Unix Skills

This course requires you to work on a Linux server (the CS department server, also known as tempest), using a command line, and your life will be much easier if you have some Unix skills. (Linux is one of many descendants of Unix, an operating system that predates DOS and Windows. Mac OS X is another descendant, so many of the commands and concepts below will work on a Mac as well.)

Motivation

You already have a lot of experience working with computers, but with a GUI. A GUI is a graphical user interface, meaning icons, menus, and even drag-and-drop — heaven help us. Although Mac and Windows are rather different, they both use GUIs that rely crucially on those techniques to get work done. GUIs are intuitive, user-friendly, and easy to work with. I'm asking you to give all that up in favor of a CLI (command line interface), so I'd better have a really good reason.

The main reason is that the easiest way to connect to the server is through a relatively narrow tunnel, through which it's quick and easy to send textual commands and get textual responses. (It's possible to set up an X11 tunnel and use a Linux GUI, but that would require you to become familiar with a Linux GUI, so I think it's better to learn some skills that are more universally applicable.)

Another reason, almost as important, is that these skills will make you more efficient both now and in the future, in ways that you can't yet foresee. That's because programming languages are (for the most part) textual, and there's only a very blurry line between a program to accomplish some task and a series of commands to accomplish something. In short, commands can be automated in a way that is hard or impossible for a GUI.

Consider a quick example. Using a GUI, changing the permissions on a file takes about 5 mouse clicks (not including all the navigating around to find the file). Changing the permissions on a file using a CLI takes about 20 keystrokes. If you have to change the permissions on 100 files, it'll take you 5×100=500 mouse clicks, but about 20 keystrokes will do the trick using a CLI, with judicious use of wildcards. (Plus, if you're a good typist, those 20 keystrokes can take less time than those 5 mouse clicks.)

A software developer named Lawrence D'Oliveiro talks about this in his Tumblr post entitled CLI versus GUI Deathmatch!. You should also read a post about Linux philosophy. (I'll bet you didn't know an operating system could have a philosophy!)

Directories

Like all filesystems, Unix is organized as a tree of directories. To be able to refer to another directory or file, you have to understand the notation of the filesystem. Here are some to know about:

/
The directory whose name is the slash character is the root of the tree. Every directory and file is a descendant of this directory. You can uniquely specify a directory or file by starting at the root. For example, Scott's web page is:
/home/anderson/public_html/home.html

The preceding is called an absolute pathname, since it works from anywhere.
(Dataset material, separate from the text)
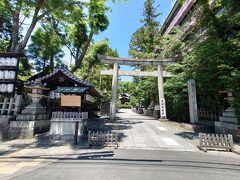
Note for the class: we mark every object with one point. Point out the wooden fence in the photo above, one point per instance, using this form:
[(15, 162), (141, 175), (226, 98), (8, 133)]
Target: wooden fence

You'll notice that the different directories in the tree of directories are separated from each other with slashes. So, a slash plays two roles: it separates parent from child and also stands for the root of the ancestry tree. A side-effect of this notation is that you cannot name a directory or file with a slash in the name. (Well, you *can* if you try hard, but don't.) (On Mac OS, the directory separator is a colon; on Windows, it's a backslash.)

.
The directory whose name is a single period (pronounced dot) is like the pronoun me or the word here: it stands for the directory you are in. Each process on a Unix system has a "current working directory" (CWD) and all relative pathnames implicitly start at the CWD. For example, the follow are two equivalent ways to say "the file named foo.text in the current working directory:"
./foo.text 
foo.text

Relative pathnames are very useful and important because they allow code to be relocatable, meaning that a directory subtree can be copied to another location, possibly even on another machine, and all relative pathnames that stay within the subtree will still work!

..
The directory whose name is a double period (pronounced dot dot) is like the word mom: it stands for the unique parent directory of a directory. For example, the following says "the file named bar.text in the the parent of the current working directory:"
../bar.text

The dot-dot syntax can be very useful in relative pathnames, to address a file that is related via an ancestor (say an uncle, or a second cousin, once removed).

~/
The directory whose name is a tilde is another kind a pronoun: it means your login directory, referring to a kind of "database" called the password database. For example, each of you has a public_html directory in your home directory. Here is how you would address a file in that directory:
~/public_html/index.html

Remember that for each of you, that will be a different file!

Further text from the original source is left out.